The era of low and declining inflation is being replaced by a huge battle to contain it.

The Reserve Bank is flagging shifts.

The neutral OCR can be expressed in nominal or real (inflation adjusted) terms and expressed in the long run or short run.

They give different answers. Long-run estimates using the inflation target of 2% say not much has changed; the neutral OCR is still 2%. Conversely, short-run measures using near-term inflation expectations suggest the neutral OCR is a lot higher than 2%.

A combination of the two (the Reserve Bank call this a forecast horizon neutral OCR) has risen from 2.1% to 2.9% with a confidence bound around those numbers.  That is a big shift. 

The bottom line is that actual borrowing rates fell over time in part because neutral interest rates declined. They declined to levels that implied the real or inflation-adjusted level was basically zero (2% OCR less 2% inflation).

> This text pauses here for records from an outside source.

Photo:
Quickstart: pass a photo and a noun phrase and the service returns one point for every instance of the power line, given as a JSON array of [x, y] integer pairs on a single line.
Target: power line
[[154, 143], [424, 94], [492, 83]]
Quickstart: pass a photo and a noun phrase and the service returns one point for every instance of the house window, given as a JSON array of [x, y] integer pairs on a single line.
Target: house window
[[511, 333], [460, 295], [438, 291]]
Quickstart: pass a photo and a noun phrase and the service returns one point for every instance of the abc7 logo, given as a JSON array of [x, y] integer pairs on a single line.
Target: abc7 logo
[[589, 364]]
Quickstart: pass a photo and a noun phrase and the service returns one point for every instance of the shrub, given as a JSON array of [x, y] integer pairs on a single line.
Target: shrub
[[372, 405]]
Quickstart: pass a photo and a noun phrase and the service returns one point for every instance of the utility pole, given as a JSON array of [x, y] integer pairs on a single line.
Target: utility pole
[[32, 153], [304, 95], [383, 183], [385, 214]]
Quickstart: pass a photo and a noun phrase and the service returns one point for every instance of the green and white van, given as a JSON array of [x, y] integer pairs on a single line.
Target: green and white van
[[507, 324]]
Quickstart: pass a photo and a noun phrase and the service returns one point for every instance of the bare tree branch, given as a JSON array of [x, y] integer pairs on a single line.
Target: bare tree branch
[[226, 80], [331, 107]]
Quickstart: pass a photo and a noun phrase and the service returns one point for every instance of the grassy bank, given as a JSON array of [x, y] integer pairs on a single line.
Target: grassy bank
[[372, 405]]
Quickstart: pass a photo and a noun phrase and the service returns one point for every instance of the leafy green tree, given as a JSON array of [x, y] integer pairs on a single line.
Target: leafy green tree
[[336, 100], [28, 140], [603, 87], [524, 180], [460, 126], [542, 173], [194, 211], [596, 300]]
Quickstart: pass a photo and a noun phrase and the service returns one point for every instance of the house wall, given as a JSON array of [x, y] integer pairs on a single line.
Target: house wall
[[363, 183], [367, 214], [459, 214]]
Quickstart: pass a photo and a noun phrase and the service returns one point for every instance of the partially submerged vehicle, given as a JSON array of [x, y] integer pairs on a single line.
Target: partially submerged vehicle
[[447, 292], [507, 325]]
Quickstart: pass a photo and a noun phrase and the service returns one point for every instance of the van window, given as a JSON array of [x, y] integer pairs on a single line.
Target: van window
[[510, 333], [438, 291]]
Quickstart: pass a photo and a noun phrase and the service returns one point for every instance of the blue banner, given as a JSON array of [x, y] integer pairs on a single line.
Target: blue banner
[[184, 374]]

Among all the economic wizardry to justify lower rates than we have seen for the past two decades, maybe we just got lucky on the inflation front and that defined where the likes of the neutral OCR ended up. Our luck on the inflation front has now run out. 

Our luck on the inflation front has now run out. We face a battle to contain it, and I expect to see estimates of neutral interest rates rise. That will define the degree to which interest rate hikes can be followed by cuts.